L’état d’une époque passée. L’espoir d’un avenir meilleur. Il reste encore demain tisse par son sujet comme par sa forme, de nouvelles perspectives. « Il reste encore » : dans une position de maintien et sans baisser les bras, des actions sont encore à accomplir. « Demain ».

Réalisatrice et rôle principal de ce film, Paola Cortellesi met en exergue avec son premier long-métrage la vie d’une famille dans l’Italie machiste de l’après-guerre. Delia (Paola Cortellesi) et Ivano (Valerio Mastandrea) viennent d’un milieu populaire. Ils ont trois enfants. Alors que leur fille aînée s’apprête à se marier, Delia se livre à l’introspection de son rôle au sein de la famille mais également de ses envies et de sa situation de femme. Si le patriarcat est dépeint et dénoncé avant tout de manière caricaturale, Cortellesi ne tombe jamais dans une accusation facile et agressive – devenue pourtant aujourd’hui trop souvent la norme.

La mère de famille est gentille et serviable, un éternel sourire triste suspendu au visage, alors qu’à chaque faux pas, son mari la frappe. Le film en noir et blanc est ancré dans la réalité de son époque, les scènes de désordre à la maison nous rappelant les films d’Antonio Pietrangeli, de De Sica ou plus tard, d’Ettore Scola. Si en fonction de leur statut, les familles sont plus ou moins éduquées, peu importe le milieu social, la présence féminine en dehors de la cuisine est toujours oubliée ou ignorée.

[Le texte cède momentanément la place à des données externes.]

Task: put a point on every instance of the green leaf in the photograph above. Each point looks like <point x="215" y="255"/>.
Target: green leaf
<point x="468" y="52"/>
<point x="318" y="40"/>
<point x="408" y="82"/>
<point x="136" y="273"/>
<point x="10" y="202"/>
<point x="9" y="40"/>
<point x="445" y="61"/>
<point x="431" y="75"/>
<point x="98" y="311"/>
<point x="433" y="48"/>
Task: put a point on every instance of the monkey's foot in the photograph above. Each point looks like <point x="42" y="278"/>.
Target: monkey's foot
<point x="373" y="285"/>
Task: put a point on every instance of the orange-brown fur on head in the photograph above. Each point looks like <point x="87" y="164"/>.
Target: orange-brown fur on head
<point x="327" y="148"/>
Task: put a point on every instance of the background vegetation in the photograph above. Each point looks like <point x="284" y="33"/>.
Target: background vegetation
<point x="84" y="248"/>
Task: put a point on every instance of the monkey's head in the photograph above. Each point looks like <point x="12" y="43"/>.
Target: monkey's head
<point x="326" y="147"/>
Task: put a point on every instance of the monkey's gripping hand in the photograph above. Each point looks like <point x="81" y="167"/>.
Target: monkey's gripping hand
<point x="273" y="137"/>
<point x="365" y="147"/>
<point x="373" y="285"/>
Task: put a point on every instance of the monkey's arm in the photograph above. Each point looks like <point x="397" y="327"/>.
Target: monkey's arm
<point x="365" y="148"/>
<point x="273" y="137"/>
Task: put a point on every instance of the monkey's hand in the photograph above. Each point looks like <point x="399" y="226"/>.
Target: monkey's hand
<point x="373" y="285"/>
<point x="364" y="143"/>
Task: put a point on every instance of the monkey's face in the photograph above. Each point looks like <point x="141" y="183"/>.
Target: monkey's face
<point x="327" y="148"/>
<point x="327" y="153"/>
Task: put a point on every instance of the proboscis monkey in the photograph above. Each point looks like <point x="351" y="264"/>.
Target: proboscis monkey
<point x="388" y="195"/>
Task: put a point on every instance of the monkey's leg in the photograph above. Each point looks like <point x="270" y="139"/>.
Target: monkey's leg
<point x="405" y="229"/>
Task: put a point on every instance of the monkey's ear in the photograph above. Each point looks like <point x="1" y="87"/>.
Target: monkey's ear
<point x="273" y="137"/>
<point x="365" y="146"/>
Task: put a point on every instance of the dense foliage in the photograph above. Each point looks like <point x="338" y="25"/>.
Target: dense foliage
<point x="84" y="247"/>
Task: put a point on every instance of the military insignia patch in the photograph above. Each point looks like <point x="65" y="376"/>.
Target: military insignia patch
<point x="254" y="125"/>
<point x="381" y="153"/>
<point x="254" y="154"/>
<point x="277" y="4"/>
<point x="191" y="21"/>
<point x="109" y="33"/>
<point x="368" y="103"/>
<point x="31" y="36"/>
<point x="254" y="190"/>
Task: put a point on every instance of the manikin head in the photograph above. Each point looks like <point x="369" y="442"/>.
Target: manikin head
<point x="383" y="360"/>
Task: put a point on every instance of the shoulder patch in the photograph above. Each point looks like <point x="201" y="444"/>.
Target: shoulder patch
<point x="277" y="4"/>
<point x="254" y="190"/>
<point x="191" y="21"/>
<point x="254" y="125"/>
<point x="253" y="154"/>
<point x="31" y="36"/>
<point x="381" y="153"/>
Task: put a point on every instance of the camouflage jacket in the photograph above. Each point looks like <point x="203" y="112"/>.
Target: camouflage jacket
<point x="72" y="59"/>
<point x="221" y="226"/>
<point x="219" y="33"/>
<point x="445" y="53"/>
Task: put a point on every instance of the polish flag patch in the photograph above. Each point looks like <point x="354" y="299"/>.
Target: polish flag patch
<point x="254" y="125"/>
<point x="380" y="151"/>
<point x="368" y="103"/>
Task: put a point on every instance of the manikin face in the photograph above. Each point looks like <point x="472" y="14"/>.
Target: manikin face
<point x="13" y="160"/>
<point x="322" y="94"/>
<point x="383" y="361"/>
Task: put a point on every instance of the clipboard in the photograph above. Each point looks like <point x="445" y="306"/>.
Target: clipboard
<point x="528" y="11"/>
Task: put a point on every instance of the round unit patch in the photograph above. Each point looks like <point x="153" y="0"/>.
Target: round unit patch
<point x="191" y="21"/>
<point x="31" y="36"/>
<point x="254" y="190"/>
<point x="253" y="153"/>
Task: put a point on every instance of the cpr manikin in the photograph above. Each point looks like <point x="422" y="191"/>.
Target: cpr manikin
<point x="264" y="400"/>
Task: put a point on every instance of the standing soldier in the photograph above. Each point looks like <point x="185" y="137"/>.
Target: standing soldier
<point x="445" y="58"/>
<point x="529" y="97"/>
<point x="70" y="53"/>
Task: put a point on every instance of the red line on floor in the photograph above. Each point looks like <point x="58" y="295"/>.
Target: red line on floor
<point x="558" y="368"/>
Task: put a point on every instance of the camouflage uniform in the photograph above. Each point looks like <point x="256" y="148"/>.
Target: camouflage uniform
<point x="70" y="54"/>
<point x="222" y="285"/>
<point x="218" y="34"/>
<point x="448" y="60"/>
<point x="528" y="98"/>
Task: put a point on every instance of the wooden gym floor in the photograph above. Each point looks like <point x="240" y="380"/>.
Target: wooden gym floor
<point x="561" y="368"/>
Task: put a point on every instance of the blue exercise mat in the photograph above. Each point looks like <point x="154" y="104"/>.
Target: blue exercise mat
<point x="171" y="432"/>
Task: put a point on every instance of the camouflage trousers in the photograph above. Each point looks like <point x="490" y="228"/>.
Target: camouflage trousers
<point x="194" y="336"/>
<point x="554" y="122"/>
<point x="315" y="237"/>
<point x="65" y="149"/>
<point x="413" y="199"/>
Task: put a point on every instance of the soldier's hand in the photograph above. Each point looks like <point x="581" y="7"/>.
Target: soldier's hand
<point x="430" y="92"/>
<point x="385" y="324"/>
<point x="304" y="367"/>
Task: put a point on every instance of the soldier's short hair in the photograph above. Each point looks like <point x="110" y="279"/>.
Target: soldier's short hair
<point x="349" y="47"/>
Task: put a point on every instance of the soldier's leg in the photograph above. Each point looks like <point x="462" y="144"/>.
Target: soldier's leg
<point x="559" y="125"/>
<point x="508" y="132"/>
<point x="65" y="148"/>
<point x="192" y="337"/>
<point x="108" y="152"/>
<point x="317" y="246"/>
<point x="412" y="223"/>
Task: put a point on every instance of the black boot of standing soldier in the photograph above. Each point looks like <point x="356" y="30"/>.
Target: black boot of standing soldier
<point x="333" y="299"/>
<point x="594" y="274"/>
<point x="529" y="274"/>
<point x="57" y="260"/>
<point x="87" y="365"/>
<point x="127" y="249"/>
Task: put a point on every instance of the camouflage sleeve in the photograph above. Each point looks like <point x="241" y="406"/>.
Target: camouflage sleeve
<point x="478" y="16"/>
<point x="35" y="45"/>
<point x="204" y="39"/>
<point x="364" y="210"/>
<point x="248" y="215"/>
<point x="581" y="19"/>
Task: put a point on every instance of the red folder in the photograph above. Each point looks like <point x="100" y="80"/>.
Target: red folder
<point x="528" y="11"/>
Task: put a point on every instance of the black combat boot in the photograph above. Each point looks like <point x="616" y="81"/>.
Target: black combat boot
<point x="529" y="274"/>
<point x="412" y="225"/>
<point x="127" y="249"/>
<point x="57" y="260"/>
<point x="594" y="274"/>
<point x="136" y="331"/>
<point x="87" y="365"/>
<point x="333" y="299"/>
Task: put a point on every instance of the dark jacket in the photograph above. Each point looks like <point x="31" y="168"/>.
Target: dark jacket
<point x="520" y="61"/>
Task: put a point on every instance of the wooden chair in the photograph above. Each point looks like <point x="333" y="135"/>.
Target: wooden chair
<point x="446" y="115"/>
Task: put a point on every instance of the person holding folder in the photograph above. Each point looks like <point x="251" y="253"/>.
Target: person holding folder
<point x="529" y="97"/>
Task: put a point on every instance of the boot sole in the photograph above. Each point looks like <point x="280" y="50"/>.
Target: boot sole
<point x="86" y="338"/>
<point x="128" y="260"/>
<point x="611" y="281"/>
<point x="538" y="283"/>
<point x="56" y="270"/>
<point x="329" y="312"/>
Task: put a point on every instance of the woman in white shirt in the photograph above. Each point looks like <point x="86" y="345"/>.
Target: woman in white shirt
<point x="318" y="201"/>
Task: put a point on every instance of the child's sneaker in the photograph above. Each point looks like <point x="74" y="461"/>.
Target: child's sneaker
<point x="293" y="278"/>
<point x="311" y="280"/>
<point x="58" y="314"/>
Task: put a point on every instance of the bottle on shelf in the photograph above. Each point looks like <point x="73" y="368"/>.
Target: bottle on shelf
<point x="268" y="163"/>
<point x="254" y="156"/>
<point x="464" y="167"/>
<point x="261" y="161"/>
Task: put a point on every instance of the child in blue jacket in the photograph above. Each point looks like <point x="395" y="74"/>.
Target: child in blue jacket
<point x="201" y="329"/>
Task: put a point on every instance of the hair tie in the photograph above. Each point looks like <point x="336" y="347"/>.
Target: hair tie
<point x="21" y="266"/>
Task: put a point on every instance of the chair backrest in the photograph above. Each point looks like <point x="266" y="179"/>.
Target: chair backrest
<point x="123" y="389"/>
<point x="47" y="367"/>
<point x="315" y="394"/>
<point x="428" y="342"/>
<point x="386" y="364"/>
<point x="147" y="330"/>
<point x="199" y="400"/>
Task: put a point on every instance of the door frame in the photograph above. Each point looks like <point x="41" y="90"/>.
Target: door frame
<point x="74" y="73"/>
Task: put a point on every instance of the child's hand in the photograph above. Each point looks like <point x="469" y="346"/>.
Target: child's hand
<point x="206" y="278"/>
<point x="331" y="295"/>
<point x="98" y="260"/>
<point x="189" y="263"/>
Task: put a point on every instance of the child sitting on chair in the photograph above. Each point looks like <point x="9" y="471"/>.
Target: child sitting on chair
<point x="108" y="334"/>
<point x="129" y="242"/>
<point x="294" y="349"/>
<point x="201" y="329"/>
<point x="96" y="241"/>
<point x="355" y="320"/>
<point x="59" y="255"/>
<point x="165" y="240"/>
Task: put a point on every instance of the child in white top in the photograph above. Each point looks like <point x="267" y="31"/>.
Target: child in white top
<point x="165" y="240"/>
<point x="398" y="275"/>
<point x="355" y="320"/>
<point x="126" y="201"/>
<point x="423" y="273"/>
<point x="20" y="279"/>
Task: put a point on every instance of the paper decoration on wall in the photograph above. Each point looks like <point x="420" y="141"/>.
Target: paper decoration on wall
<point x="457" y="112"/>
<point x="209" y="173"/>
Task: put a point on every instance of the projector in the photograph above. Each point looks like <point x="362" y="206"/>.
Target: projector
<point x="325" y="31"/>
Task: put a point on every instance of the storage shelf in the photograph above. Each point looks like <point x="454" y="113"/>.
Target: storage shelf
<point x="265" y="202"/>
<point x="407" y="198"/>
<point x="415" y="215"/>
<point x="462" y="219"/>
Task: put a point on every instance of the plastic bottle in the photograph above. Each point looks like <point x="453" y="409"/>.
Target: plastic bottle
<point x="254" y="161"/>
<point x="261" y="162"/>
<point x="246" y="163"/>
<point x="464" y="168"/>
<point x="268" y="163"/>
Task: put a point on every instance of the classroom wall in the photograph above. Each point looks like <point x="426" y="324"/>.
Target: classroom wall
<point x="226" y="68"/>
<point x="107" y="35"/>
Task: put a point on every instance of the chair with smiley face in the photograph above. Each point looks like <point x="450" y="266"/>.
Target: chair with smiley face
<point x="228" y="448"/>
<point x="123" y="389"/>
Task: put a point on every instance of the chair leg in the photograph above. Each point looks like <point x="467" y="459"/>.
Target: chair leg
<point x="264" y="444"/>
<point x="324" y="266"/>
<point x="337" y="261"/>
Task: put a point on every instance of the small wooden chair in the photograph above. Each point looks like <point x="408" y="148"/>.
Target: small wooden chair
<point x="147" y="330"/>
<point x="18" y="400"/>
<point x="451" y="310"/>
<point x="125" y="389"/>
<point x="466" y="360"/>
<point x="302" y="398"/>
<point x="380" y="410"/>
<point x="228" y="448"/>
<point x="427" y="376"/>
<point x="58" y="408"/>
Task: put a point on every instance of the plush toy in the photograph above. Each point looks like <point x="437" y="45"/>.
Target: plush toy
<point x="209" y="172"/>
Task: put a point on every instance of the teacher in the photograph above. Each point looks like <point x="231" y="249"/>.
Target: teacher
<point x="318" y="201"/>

L’actrice italienne à l’origine de ce projet cinématographique joue sur le grotesque des situations. Elle teste en permanence le spectateur sur la nature de ce qu’il voit. On peut ainsi se demander dès les premières minutes : s’agit-il d’une représentation stéréotypée ? l’adaptation sur grand écran d’une telenovela ? d’un drame ? d’une comédie à l’italienne ? Parmi cette profusion de genres, un premier parti pris esthétique dans une scène de retrouvailles sera nécessaire afin que le spectateur épouse pleinement le rythme du récit.

Delia rencontre au détour de ses pérégrinations dans le village son amant passé, le garagiste-mécano seductos aux cheveux gominés et au bleu de travail abimé. Elle lui offre une tablette de chocolat qu’ils partagent. Dès lors, dans un plan clichissimo au ralenti, la caméra entre en rotation autour des deux tourtereaux, laissant découvrir des sourires niais d’amoureux et du chocolat plein les dents. Librement et sans transition, Cortellesi affirme dans cette mise en scène un savoureux second degré, que nous continuerons d’apprécier malgré un scénario glaçant.

Il reste encore demain s’imprègne de différentes influences inspirées des traditions du cinéma et de la télévision. C’est ce qui fait précisément la richesse de cette œuvre à la fois fracassante, parodique et glorieuse : un objet du passé mais surtout un objet du futur. 

Il reste encore demain / De Paola Cortellesi / Avec Paola Cortellesi, Valerio Mastandrea, Romana Maggiora Vergano / 1h58 / Italie / Sortie le 13 mars 2024.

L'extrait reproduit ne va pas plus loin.